Referring to the security situation, Cardinal Sako says, “Their churches were targeted, namely the Church of Our Lady of Deliverance while 80 other churches and monasteries were targeted. A number of clergymen were kidnapped and killed, at a time when the organized displacement of Christians in Mosul and the towns of the Nineveh Plain was under way in 2014. Furthermore, houses were stripped of furniture by ISIS militants, as orchestrated terror overwhelmed people in order to take control of their houses and properties and sell them at low prices.”
On the political situation of Christians in Iraq, Cardinal Sako says, “The quota allocated to them in the Iraqi Parliament was seized by a particular party claiming to be Christian, but it strived to confiscate their will and contain them. The recent fierce attack on the head of the Chaldean Church, which is the largest church in Iraq, is only a continuation of the plan to empty Iraq of Christians and wipe out their civilization.”

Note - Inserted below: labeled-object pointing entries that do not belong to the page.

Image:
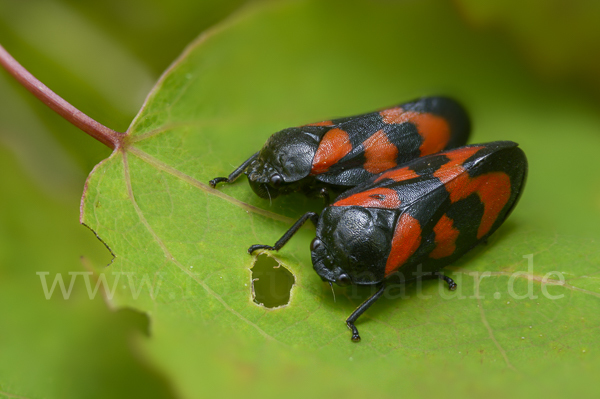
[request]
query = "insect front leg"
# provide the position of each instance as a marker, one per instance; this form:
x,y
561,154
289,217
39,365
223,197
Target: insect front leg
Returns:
x,y
360,310
235,174
288,234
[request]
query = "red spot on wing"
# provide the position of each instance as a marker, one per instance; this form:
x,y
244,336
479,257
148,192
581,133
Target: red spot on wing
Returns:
x,y
323,123
394,115
493,188
494,192
334,146
434,130
380,153
398,175
445,238
406,240
374,198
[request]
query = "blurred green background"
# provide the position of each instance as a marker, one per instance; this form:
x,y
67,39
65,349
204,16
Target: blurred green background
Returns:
x,y
104,57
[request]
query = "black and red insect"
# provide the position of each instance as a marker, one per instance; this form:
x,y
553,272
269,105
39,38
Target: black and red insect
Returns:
x,y
411,221
341,153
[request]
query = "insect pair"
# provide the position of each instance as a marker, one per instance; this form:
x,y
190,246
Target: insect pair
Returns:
x,y
415,201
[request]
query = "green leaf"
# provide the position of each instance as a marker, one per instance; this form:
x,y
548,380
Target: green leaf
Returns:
x,y
282,64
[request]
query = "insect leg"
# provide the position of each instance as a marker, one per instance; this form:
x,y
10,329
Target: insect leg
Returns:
x,y
288,234
235,174
360,310
451,284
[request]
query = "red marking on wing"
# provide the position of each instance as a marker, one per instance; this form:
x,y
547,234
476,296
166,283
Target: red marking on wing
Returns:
x,y
380,153
406,240
374,198
493,188
445,238
434,129
334,146
323,123
398,175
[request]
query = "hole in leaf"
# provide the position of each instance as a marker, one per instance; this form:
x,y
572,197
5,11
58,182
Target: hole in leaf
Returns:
x,y
271,282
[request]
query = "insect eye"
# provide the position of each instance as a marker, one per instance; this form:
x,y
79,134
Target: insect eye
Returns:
x,y
316,243
343,280
276,180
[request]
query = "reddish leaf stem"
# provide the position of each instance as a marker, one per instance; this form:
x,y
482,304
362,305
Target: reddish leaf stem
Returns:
x,y
98,131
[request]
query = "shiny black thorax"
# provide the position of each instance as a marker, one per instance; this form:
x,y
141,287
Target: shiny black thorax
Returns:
x,y
285,162
356,240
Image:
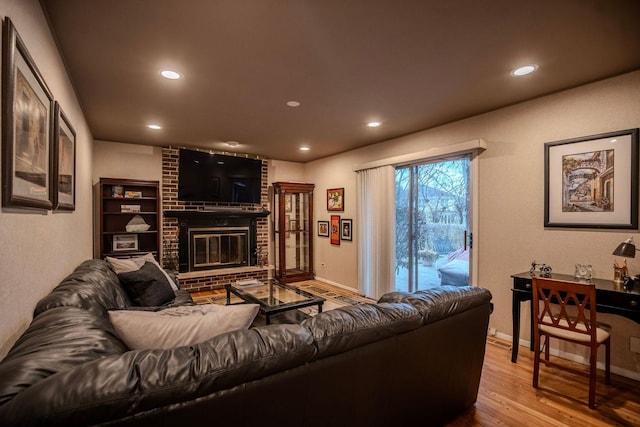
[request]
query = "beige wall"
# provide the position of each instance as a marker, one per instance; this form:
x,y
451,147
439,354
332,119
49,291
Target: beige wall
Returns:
x,y
126,161
511,197
39,248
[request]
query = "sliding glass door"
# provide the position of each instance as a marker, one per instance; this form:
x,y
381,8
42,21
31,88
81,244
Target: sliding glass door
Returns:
x,y
433,233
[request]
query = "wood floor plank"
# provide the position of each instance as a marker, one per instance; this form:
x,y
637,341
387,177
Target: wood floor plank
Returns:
x,y
507,398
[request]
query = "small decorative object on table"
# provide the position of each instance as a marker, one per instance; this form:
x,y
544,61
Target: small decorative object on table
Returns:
x,y
545,270
583,271
620,271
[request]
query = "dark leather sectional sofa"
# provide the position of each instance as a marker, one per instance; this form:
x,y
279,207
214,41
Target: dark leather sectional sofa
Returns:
x,y
410,359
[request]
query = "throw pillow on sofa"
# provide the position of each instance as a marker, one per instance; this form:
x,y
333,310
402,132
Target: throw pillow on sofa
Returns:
x,y
147,286
124,265
180,326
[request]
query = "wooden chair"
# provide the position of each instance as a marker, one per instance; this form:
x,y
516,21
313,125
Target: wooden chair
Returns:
x,y
551,320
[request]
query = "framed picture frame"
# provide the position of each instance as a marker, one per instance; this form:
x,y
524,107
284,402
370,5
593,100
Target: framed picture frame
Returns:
x,y
287,223
27,115
592,181
64,164
125,242
323,228
346,229
335,230
335,199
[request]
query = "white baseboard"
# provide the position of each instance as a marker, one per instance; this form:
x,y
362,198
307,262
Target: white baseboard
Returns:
x,y
524,345
339,285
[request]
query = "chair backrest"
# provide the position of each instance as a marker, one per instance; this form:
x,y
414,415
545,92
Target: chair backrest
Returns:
x,y
547,292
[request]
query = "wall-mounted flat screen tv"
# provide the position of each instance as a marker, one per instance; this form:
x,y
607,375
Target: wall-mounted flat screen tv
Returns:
x,y
204,177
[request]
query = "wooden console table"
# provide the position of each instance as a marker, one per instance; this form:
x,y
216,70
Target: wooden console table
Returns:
x,y
610,298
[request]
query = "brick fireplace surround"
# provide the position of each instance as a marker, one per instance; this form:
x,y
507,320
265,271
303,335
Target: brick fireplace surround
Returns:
x,y
209,279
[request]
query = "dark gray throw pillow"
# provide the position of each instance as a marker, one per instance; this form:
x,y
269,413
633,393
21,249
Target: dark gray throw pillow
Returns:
x,y
148,286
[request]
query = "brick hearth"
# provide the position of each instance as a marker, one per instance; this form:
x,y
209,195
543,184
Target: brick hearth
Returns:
x,y
206,280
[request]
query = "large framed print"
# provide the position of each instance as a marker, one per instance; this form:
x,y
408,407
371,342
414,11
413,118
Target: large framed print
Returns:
x,y
592,181
27,111
64,164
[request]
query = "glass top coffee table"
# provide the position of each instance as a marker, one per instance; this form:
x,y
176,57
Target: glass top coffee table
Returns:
x,y
273,297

Cordial Sako regrets that the successive governments did not do justice to them as their marginalization, exclusion continued, and the emigration of emigration continued.
He presents proposals to be forwarded to the government which calls for “holding a conference with the participation of senior clerics, specialists, academics and independent politicians to study demands relevant to a comprehensive documentation of what happened to Christians during the past 20years; providing ironclad measures to protect their regions by the Federal Police in cooperation with the residents of the towns; recovering the looted property and providing financial compensation; allocating part of the budget to Christians and other minorities; creating an environment conducive for the return of at least emigrants staying in neighboring countries; in addition to implementing a job arrangement by which when a Christian leaves a job, it is effectively replaced by another Christian.”
Cardinal Sako concludes his article by stating that “if the government does not provide a response, then there is an option of resorting to international human rights forums.”